Bloch pointed to several cases in which OSC has referred disclosures. Among them were disclosures involving air traffic control problems, danger posed to nuclear facilities, engines wrongly mounted on Air Force transport planes, and uncertified work on Navy ships. In February, OSC announced that it protected a TSA employee who was fired after blowing the whistle on a supervisor who had brought his assault rifle into the airport.
PRESSED FOR EVIDENCE of Bloch’s malfeasance, Ruch offers little save suspicion. “We don’t know at the end of the day how many whistleblowers have been helped,” Ruch said. “A lot of this controversy would end if they came up with a couple examples.”
Then Ruch got to the nub of his complaints, saying that Bloch is “trying to make the office into a center of like-minded movement conservatives.” Even if this were true, is that a crime?
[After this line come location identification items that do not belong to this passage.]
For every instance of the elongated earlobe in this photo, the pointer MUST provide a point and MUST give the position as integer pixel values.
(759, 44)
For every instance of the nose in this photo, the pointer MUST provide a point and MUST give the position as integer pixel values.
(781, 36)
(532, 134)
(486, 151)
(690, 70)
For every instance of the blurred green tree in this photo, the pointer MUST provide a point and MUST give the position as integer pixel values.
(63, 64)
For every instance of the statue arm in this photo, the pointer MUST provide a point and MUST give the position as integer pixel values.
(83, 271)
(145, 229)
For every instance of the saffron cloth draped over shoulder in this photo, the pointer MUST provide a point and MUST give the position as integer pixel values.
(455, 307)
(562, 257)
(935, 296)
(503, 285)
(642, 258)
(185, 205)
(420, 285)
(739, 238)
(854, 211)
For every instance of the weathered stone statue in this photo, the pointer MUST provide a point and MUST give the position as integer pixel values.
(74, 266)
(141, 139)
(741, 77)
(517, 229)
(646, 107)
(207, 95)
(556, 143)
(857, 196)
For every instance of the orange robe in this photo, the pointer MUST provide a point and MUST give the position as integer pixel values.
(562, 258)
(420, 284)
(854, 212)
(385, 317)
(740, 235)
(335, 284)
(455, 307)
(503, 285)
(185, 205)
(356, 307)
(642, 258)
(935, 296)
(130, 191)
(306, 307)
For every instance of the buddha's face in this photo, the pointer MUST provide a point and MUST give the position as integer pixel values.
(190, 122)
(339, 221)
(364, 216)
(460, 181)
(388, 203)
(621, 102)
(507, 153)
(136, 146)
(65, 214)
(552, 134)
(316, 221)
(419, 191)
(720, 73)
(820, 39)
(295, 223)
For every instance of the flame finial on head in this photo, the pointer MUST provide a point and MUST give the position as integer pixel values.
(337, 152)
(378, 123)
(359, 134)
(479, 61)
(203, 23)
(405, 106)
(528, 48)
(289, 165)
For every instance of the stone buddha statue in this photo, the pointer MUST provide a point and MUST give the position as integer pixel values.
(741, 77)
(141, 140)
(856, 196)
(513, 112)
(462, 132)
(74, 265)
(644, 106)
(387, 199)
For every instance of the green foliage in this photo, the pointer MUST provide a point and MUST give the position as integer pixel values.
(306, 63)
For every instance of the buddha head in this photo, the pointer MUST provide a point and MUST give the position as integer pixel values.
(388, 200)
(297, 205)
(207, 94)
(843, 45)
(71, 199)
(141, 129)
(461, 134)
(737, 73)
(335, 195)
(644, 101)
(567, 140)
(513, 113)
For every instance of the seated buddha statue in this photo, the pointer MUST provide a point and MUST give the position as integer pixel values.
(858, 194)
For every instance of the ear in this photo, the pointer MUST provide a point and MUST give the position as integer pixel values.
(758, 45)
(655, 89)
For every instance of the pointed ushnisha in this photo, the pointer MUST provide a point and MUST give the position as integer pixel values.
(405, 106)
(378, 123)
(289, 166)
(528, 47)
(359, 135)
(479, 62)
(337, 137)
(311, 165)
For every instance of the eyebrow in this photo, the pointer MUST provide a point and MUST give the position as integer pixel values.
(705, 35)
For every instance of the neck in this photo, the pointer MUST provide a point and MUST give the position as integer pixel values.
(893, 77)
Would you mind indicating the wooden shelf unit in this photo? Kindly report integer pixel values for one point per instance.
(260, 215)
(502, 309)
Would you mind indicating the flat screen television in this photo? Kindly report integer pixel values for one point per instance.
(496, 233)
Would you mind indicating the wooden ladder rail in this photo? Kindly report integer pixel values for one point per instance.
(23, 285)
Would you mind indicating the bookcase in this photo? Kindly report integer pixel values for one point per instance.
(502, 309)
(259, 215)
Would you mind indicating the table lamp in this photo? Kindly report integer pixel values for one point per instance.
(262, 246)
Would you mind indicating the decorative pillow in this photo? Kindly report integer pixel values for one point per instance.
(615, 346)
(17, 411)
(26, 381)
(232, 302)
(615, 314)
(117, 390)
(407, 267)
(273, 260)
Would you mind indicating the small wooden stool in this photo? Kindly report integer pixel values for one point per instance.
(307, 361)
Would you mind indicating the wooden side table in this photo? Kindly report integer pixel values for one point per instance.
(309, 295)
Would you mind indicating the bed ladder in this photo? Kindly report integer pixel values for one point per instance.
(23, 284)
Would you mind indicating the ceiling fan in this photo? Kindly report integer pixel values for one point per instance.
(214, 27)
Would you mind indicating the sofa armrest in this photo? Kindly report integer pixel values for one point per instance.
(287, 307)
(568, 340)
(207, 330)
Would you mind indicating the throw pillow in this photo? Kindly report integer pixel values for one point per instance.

Does Ruch expect Bush’s appointee to hire people who will thwart him?
PEER repeatedly cites as an example of Bloch’s “cronyism” his temporary hire of Alan Hicks. According to OSC spokeswoman Cathy Deeds, Hicks, the former headmaster of Bloch’s son’s school, was hired as a trusted advisor with management and other experience. A temporary hire paid less than $7,000 for 120 hours of work, Hicks assisted Bloch with the agency review. Under 5 U.S.C. § 3109, intermittent experts or consultants are not required to be hired competitively.
By “cronies,” PEER means Catholics. PEER’s problem with Bloch is not that he has hired people he knows, but that he has hired Catholics he knows. Last Monday, PEER’s press release made sure to mention that Hicks oversaw a Catholic boarding school. Its Nov. 17, 2004 press release smeared Hicks by suggesting he was complicit in the Scranton, Pennsylvania, diocese’s sexual abuse scandal. He had nothing to do with it. In that release, Ruch, citing a popular anti-Catholic book, said, “Scott Bloch’s personnel practices are taken straight from The DaVinci Code rather than the civil service manual.”
The PEER press release also said Bloch “is a religious conservative who had served as deputy director in the Justice Department’s Office of Faith-Based Initiatives.” PEER cited Bloch’s hires of graduates from “ultra-conservative” Ave Maria Law School as Schedule A attorneys, who can be hired non-competitively, ignoring that he has also hired attorneys from George Washington, Georgetown, and the University of Virginia. And what exactly is Ruch’s objection to Ave Maria? It is an accredited law school in Ann Arbor, Michigan, and its first class of graduates performed better on the bar exam than any other Michigan school. Are graduates there prohibited from government service in his view?
Bloch’s predecessor Elaine Kaplan hired her labor union friends. Did Ruch object to that? Cary P. Sklar, who served as an associate special counsel under Kaplan at OSC, also worked for her during her last tenure at the National Treasury Employees Union, to which she has since returned.
Religious faith is a punch line to Bloch’s critics: Ruch told the Bob Garfield radio show last month, “Mr. Bloch used to be the deputy director of the Justice Department Office of Faith Based Initiatives, and so we’re telling whistleblowers that you better have faith…” He laughed as he said this.
Bloch’s troubles from these groups may only increase in the coming months, especially if conservatives do not expose the left’s anti-Catholic campaign here for what it is. A GAO spokesman confirmed Tuesday that his agency is auditing the OSC, at the behest of Rep. Henry Waxman (D-Calif.) and Rep. Danny Davis (D-Ill.). He could not disclose the audit’s scope. The Senate Committee on Government Affairs plans hearings into OSC this spring.
“Perhaps I’m unconventional in my methods,” says Bloch. “But I’m not beholden to bureaucratic diplomacy. That’s not something I want to understand.” And contact with his son L. Cpl. Michael Bloch, 21, the oldest of seven, who just returned from his second tour in Iraq, keeps him “grounded in the mission of the agency.”